Needing to figure out where I want to go...I've been feeling lately like I've been drifting a bit. There's a level of trusting, and then there's a level of letting yourself just... yes, drift. I don't want to be a drifter, I don't want to lose sight of the fights I'm called to and the person I was created to be. This thought has been growing in me, and with it a new question of what and who. And now, it's starting to feel pretty heated up. Last week brought some questions at work of what I really want to be doing there. And now, even more the questions and decisions are coming. And I'm a bit scared of making the wrong decisions. Neither A or B or C look exactly like a dream - but which could lead me there?
Do any of you remember the scene in The Labyrinth where she has to pick between the two doors, and they are both talking to her and confusing her? One leads right where she needs to go, and the other to the bog of unbearable stench. She picks the wrong door.
I feel a bit like I'm standing there listening to two doors mumble on at me and play with my head.
And life is definitely feeling a bit like a labyrinth lately. (Minus David Bowie, Jennifer Connelly's eye brows and an awesome cast of Henson puppets.)

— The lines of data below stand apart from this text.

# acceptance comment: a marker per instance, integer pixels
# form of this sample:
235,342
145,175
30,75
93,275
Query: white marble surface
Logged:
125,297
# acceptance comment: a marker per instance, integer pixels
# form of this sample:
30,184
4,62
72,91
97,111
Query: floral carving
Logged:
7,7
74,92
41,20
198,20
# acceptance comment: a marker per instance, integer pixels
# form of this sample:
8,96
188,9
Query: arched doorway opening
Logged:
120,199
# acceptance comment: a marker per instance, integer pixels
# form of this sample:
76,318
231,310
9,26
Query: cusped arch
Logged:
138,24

I'm grateful for choices. I'm grateful that the Lord has always opened a door for me. And I'm grateful that perhaps change is finally here. But I don't want to miss out by moving too quick. I guess, I want to find what's best, not just what's easiest (or even what's best paid). Where am I called to be for this next year of my life? What is most likely going to open the next door?
I don't want to get stuck. I don't want to drift. I want to be faithful, hard working, and spirit led.
So yes, that is where I am. Evaluating again.
1 comment:
Poor Jason hated Labyrinth. I freakin love that movie ;-) I dare ya to bring it out at Christmas and say we're going to watch it as a family...hee hee.